A judge blocked Jackson from taking the stand, ruling it would be hearsay. Constand said on the witness stand she did not know Jackson.
Constand's lawyer, Dolores Troiani, told reporters that Jackson is "not telling the truth" and faulted Wyatt for circulating Jackson's statement while jurors were deliberating.
"You do not try your case on the courthouse steps," Troiani said. "The statement was not accurate. It is not correct, and I can see only one purpose for him coming here to do that, and that is to defame our client, and that is the goal of Mr. Cosby and his publicist."
The jury, sequestered for the duration of the trial and unaware of the back-and-forth outside, was keenly focused on what Cosby said about the pills he gave to Constand before their encounter.
For the second time in their deliberations, jurors also asked to revisit a portion of the deposition in which the comedian talked about giving Constand "three friends."
"She sat with her back to the kitchen wall," Cosby said. "And there was talk of tension, yes, about relaxation and Andrea trying to learn to relax the shoulders, the head, et cetera.
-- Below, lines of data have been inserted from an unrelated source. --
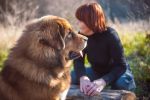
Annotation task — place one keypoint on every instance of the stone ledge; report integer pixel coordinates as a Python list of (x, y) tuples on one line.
[(75, 94)]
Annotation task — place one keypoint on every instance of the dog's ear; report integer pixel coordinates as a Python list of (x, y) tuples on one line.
[(55, 39)]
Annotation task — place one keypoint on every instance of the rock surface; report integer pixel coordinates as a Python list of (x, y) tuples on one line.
[(75, 94)]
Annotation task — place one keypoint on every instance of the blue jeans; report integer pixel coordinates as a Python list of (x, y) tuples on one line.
[(125, 82)]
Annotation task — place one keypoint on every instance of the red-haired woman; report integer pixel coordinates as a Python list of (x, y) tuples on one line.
[(104, 52)]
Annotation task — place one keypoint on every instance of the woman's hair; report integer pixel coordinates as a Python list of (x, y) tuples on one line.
[(93, 16)]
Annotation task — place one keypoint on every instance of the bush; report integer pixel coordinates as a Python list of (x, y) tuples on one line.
[(138, 54)]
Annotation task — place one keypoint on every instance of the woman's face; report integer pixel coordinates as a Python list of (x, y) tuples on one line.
[(84, 29)]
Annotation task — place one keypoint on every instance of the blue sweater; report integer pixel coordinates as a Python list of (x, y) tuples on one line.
[(105, 54)]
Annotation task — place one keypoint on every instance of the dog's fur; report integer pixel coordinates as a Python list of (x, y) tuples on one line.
[(36, 66)]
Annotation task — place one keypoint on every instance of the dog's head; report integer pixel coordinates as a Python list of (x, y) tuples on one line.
[(50, 39)]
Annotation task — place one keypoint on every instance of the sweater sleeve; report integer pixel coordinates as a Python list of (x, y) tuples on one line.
[(117, 56), (79, 67)]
And I went upstairs and I went into my pack and I broke one whole one and brought a half down and told her to take it."
"Your friends," Cosby said he told her. "I have three friends for you to make you relax."
Cosby later told police the pills were Benadryl, an over-the-counter cold and allergy medicine. Constand — an athletic, 6-foot-tall college basketball staffer — said they made her dazed and groggy, and unable to say no or fight back when Cosby went inside her pants.
The defense insisted Constand was a willing partner and said she hid the fact that the two had had a romantic relationship when she went to police a year after the alleged assault. Cosby, his lawyer said, never ran from talking to police, for better or worse.
"He never shuts up," lawyer Brian McMonagle said of his client in closing arguments Monday.
Nonetheless, the comedian whose storytelling artistry fueled a $400 million fortune went quiet when he had the chance to take the stand, unwilling to risk cross-examination about his 60 other accusers if he denied ever drugging or molesting anyone.
Constand testified for more than seven hours last week, denying there was any romance between them and telling jurors she had rebuffed his advances before the assault.
Authorities declined to charge Cosby when she first came forward in 2005, but a new district attorney reopened the case in 2015 after Cosby's deposition was unsealed at the request of The Associated Press.
The defense had tried repeatedly since Cosby's Dec. 30, 2015, arrest to have the case shut down, saying the charges were filed too late and the accusers were after money. They also complained that prosecutors improperly struck blacks from the jury chosen in Pittsburgh.
Cosby faces up to 10 years in prison on each of the three counts, but they could be merged for sentencing purposes.
The AP does not typically identify people who say they are victims of sexual assault unless they grant permission, which Constand has done.